"Applied Statistics and the SAS Programming Language" by Ronald P. Cody is an extensive guide that brings together statistical concepts and practical applications using the SAS programming language. This book is suitable for both beginners and experienced statisticians aiming to enhance their statistical skills and learn how to implement them using SAS.
The book starts with an introduction to SAS programming, making it accessible to newcomers to the software. It provides step-by-step instructions on conducting basic statistical analyses using SAS, including descriptive statistics, hypothesis testing, and regression analysis. The author also offers clear explanations on interpreting the results and supports the concepts with real-world examples.

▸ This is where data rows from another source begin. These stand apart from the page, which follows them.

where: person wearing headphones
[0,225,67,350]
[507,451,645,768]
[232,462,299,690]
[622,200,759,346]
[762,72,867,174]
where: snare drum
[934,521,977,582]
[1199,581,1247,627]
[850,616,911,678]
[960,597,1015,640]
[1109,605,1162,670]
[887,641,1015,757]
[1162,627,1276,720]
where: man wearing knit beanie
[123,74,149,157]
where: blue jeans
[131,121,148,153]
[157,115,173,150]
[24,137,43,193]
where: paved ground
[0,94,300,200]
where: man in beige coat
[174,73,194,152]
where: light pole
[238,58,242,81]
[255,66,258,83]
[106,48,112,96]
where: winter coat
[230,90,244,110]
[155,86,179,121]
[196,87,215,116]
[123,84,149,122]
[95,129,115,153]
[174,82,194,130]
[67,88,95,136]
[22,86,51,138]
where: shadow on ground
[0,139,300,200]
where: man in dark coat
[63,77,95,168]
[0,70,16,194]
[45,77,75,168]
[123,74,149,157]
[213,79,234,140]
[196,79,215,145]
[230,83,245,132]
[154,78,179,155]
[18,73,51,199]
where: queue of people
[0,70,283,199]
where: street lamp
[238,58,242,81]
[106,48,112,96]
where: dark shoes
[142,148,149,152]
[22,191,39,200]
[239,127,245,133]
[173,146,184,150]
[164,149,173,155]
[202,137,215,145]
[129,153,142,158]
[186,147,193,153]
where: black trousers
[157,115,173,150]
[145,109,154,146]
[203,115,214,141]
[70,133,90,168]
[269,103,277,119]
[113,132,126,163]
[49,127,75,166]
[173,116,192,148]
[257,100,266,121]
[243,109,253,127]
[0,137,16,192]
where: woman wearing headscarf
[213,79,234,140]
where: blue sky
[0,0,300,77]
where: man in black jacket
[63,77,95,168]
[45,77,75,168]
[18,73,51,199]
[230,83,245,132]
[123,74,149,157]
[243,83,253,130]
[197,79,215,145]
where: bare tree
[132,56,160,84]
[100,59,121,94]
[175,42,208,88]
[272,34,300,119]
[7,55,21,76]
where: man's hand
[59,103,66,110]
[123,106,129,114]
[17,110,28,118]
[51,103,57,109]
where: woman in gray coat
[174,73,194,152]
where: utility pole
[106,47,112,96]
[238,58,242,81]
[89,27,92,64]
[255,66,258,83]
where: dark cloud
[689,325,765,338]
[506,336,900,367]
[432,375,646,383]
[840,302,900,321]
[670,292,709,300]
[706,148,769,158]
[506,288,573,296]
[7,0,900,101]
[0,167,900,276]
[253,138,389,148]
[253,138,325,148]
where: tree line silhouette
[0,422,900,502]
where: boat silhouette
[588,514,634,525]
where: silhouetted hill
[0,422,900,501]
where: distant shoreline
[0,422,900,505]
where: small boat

One of the standout features of this book is its emphasis on practical applications. Each statistical concept is presented in the context of its relevance to real-world problems and datasets. Cody includes numerous examples and exercises throughout the book, allowing readers to practice and reinforce their understanding of the material. This hands-on approach helps readers to apply statistical techniques effectively.
Available on Audible
In addition to statistical analysis, this book also focuses on data management. Cody goes beyond the analysis itself and explains how to import, clean, and manipulate data using SAS. This is particularly valuable for readers dealing with large or messy datasets that require preprocessing. The author provides useful tips and tricks for data preparation, which can save time and enhance efficiency.
Overall, "Applied Statistics and the SAS Programming Language" is a valuable resource for individuals looking to learn or improve their statistical analysis skills using SAS. It offers a solid foundation in statistical concepts, presents practical examples, and demonstrates how to implement these concepts using the SAS programming language. Whether you are a beginner or an experienced SAS user, this book will help you develop the necessary skills to perform effective statistical analysis.
What are readers saying?
The book "Applied Statistics and the SAS Programming Language" by Ronald P. Cody has received mixed reviews from readers. While some readers have found it to be a comprehensive guide to applied statistics using SAS, others have expressed disappointment with its outdated content and lack of practical examples.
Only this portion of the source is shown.